Restaurant işine çocuk yaşta başlayan İstanbul ve Londra da ünlü restaurantlarda bütün görevlerde çalışan, Londra Meydan Sofrası Restaurant’ın ortağı Orhan Kibaroğulları, İngiltere de bulunan Türk Mutfağı ve restaurantçılığı hakkında çarpıcı açıklamalarda bulundu.
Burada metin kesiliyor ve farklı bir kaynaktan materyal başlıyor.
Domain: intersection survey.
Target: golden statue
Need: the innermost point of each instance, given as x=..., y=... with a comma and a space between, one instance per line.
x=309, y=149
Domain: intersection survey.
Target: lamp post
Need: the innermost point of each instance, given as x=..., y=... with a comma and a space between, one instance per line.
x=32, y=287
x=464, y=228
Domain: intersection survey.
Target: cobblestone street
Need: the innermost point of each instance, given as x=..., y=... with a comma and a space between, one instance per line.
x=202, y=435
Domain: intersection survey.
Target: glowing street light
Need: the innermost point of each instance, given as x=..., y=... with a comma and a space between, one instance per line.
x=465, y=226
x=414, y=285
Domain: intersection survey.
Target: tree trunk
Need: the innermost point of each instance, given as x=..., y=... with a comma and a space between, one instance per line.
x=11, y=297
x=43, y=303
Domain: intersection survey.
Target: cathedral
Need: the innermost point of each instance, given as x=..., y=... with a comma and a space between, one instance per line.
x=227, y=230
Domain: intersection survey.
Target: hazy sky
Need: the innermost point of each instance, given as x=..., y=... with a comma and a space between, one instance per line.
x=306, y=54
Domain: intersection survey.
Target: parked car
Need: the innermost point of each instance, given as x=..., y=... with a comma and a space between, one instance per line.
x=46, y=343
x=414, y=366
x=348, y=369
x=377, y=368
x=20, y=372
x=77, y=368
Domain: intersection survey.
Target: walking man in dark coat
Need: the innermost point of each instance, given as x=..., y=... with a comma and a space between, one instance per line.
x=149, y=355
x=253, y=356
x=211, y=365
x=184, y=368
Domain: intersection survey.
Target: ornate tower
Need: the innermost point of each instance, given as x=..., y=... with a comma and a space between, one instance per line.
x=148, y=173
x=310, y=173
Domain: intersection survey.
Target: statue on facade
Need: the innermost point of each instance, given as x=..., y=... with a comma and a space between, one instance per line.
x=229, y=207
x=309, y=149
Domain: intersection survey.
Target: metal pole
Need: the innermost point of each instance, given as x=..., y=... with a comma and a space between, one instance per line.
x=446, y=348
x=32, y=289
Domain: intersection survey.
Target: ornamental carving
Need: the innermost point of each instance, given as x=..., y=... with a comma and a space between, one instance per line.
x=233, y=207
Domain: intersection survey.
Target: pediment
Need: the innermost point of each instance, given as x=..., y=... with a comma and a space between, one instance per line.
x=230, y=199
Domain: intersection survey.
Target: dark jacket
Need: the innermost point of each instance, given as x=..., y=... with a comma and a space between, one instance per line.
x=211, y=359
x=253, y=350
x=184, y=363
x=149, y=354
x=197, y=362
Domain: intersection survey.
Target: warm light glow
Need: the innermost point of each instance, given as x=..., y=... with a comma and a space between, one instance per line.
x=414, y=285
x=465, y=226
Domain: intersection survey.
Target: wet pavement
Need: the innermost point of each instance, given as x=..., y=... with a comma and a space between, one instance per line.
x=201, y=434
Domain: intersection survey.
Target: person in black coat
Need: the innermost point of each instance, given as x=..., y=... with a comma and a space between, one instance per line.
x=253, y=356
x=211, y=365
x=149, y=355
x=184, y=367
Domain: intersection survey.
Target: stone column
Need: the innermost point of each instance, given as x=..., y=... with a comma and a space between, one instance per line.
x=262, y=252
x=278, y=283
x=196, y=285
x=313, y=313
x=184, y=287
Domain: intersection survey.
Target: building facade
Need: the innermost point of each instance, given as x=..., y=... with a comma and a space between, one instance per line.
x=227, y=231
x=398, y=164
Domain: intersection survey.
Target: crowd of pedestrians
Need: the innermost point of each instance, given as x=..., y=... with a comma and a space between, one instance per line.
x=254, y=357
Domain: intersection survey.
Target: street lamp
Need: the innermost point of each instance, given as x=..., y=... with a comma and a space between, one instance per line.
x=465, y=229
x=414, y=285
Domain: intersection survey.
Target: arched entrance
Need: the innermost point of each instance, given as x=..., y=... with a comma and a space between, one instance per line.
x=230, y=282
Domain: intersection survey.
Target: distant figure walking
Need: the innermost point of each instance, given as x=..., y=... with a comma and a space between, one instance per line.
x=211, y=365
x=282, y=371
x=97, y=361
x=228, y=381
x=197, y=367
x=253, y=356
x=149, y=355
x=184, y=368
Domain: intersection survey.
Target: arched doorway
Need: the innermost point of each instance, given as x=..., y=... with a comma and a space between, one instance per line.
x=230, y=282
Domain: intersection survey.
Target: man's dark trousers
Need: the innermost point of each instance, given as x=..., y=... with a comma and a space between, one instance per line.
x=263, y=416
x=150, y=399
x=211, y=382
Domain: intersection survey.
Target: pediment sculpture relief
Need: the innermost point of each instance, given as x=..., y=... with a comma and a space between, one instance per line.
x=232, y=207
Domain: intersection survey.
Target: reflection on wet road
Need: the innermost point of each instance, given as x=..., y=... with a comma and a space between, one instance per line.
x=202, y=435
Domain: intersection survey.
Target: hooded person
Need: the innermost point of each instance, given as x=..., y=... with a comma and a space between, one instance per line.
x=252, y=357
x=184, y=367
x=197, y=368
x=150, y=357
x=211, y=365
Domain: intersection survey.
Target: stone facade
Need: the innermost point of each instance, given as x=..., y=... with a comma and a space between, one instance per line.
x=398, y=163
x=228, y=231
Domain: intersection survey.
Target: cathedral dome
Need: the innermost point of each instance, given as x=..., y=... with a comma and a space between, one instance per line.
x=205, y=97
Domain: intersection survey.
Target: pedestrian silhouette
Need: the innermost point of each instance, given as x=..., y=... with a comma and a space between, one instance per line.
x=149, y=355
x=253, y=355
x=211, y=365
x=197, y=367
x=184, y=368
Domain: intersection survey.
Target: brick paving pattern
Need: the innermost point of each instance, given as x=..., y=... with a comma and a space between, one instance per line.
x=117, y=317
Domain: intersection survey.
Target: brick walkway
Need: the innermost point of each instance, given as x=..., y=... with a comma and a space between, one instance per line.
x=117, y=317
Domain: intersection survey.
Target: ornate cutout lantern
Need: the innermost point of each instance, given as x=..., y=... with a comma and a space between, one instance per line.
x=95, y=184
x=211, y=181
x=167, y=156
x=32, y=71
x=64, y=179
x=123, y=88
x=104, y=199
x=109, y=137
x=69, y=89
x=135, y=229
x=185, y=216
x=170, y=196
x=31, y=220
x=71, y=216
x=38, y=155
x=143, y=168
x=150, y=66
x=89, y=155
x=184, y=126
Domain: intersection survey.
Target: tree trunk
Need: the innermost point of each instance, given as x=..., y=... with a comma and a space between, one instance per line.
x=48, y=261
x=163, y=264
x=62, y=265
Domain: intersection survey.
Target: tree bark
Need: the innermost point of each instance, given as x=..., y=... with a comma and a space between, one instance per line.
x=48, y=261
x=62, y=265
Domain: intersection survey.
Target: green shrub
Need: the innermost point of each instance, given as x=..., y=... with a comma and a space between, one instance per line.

Kibaroğullarına göre İngiltere’de yükselişte gibi görünen ‘Türk Mutfağı’nı zor güner bekliyor. Orhan Kibaroğulları on yaşında restaurant sektörüne girmiş, mutfak, bulaşık, hazırlık, ocak, komilik, garsonluk ve menajerlik dahil bir restauranta bulunan tüm bölümlerde görev yapmış. Restaurantçılık mesleğine çekirdekten giren Orhan Kibaroğulları’nı 2004 yılında Londra’da bulunan tanınmış bir restaurantlar zinciri, çalışma vizesi alarak transfer etmiş.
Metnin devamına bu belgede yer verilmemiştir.